Mangiare tardi è sempre un po’ un sogno proibito (oppure una triste necessità). Nel mio natio borgo selvaggio si vagheggia da sempre di luoghi mitici in cui ciò è possibile, addirittura codificato. Mentre da noi esisteva una sola pizzeria aperta fino a tardi (ma ora ha chiuso ahinoi!) là, in Spagna, invece si mangiava tardi, assai tardi, ovunque. L’eccezione è la norma! Ed è vero! A Malaga d’estate, visto coi miei occhi, gente che entrava al ristorante alle 11 di sera (notte?) e non parliamo poi dei take away vari che davano da mangiare sempre, anche alle cinque del mattino (colazione? cena? cosa?). Ed ora, contro il nostro sogno provinciale una ministra spagnola, una socialista, che dice una cosa vera: e chi lavora? non farà male a chi lavora il lavoro così tardo?
Forse non ha ragione, forse ha ragione in parte, forse è solo una riduzione logica di un’ora (a mezzanotte, davvero comunque molto per noi italici provinciali)… Rimane il fatto che ha suscitato ampio dibattito (e ci mancherebbe: ogni scelta comporta dibattito). Chi è pro e chi è contro.

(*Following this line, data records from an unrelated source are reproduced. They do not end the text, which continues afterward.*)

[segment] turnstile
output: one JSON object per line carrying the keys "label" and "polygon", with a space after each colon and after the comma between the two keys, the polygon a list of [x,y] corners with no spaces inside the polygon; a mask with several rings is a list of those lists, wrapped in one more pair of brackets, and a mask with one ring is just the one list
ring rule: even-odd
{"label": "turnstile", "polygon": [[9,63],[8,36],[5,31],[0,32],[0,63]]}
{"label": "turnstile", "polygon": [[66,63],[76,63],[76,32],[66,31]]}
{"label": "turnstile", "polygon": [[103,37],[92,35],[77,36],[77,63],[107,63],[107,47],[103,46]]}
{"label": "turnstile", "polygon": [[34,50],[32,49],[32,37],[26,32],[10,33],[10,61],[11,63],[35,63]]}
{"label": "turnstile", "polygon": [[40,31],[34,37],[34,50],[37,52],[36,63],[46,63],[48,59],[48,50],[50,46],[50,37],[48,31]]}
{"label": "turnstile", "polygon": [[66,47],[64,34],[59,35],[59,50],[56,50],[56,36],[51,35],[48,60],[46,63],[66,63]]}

Non so perché ma mi è venuta in mente un’altra, italica, iniziativa socialista di molti anni fa: la legge Merlin che abolì le “case chiuse”, i “casini” che sopravvivono solo nel linguaggio popolare. Anche lì una legge dettata da un approccio umanistico: la condanna dello sfruttamento. Anche in questo caso opinioni diverse mai conciliate. Capiterà così anche per la riduzione di orario per cenare? Non so…
Rimane il fatto che per noi italici provinciali il sogno proibito rimane. In attesa che riapra la pizzeria, viene da dire.